From 03150f5fa7f7590dd60ac1d335df98311a4e32df Mon Sep 17 00:00:00 2001
From: Glen Beane <356266+gbeane@users.noreply.github.com>
Date: Tue, 16 Jun 2026 16:06:22 -0400
Subject: [PATCH 2/2] Document filename pattern CV grouping in user guide

---
 docs/user-guide/gui.md                    | 12 +++++++++++-
 src/jabs/resources/docs/user_guide/gui.md | 12 +++++++++++-
 2 files changed, 22 insertions(+), 2 deletions(-)
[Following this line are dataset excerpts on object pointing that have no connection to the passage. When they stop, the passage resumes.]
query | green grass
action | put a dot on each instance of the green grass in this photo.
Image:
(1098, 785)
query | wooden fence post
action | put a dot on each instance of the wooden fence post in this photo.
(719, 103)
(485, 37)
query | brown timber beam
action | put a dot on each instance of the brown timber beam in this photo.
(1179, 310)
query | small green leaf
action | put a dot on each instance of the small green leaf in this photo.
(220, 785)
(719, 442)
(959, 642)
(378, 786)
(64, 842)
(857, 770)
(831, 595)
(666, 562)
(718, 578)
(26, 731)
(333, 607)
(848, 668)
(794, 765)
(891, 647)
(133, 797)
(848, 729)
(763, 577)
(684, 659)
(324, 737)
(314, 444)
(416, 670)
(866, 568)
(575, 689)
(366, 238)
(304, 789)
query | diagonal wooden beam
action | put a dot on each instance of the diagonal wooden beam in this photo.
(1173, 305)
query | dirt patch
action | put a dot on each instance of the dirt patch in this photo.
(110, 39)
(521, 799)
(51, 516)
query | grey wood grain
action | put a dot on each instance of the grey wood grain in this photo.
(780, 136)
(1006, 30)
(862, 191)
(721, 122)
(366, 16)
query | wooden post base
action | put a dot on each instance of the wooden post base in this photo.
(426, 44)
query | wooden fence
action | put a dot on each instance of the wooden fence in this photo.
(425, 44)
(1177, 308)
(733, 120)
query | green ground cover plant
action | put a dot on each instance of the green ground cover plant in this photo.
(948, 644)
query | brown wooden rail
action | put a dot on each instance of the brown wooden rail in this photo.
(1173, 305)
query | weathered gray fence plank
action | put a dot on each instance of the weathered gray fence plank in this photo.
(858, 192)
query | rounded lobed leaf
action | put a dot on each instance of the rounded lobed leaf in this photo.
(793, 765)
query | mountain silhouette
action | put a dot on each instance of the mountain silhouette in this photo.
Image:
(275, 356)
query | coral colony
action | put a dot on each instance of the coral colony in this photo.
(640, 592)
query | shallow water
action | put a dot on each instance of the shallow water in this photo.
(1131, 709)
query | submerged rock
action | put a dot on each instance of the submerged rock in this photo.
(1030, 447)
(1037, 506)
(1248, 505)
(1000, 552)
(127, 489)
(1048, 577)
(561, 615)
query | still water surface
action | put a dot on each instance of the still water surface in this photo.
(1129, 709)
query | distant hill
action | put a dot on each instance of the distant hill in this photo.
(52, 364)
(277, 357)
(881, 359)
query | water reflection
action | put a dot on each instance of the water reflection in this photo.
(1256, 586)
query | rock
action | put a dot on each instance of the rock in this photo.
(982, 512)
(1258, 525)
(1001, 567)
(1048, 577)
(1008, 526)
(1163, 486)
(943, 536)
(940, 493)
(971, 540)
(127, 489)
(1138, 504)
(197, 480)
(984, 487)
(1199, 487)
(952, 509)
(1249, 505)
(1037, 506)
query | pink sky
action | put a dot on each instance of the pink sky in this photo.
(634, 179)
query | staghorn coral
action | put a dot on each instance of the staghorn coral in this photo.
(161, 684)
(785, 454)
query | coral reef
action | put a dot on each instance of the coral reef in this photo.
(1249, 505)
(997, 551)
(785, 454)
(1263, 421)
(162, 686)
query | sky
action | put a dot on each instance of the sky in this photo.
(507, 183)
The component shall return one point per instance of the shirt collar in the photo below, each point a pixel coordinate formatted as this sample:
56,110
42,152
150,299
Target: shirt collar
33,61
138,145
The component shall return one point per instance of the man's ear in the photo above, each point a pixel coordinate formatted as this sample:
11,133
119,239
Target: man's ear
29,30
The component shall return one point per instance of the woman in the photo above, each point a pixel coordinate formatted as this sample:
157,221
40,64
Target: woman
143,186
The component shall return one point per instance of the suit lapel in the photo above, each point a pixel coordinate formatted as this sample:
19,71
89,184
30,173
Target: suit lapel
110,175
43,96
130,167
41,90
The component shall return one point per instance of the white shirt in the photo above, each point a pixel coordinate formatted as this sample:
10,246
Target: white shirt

diff --git a/docs/user-guide/gui.md b/docs/user-guide/gui.md
index 19058412..54d46694 100644
--- a/docs/user-guide/gui.md
+++ b/docs/user-guide/gui.md
@@ -161,10 +161,20 @@ Project settings are saved within the project directory and apply only to the cu
 
 | Setting                        | Description                                                      |
 |-------------------------------|------------------------------------------------------------------|
-| Cross Validation Grouping      | Determines how cross-validation groups are defined. Options are "Individual Animal" (default) or "Video". |
+| Cross Validation Grouping      | Determines how cross-validation groups are defined. Options are "Individual Animal" (default), "Video", or "Filename Pattern". See [Cross-Validation Grouping](#cross-validation-grouping) below. |
 
 As new settings are added, they will appear in this dialog with inline documentation.
 
+### Cross-Validation Grouping
+
+The **Cross Validation Grouping** setting controls how labeled data is partitioned into groups for leave-one-group-out cross-validation:
+
+- **Individual Animal** (default): each group is a single animal identity within a single video.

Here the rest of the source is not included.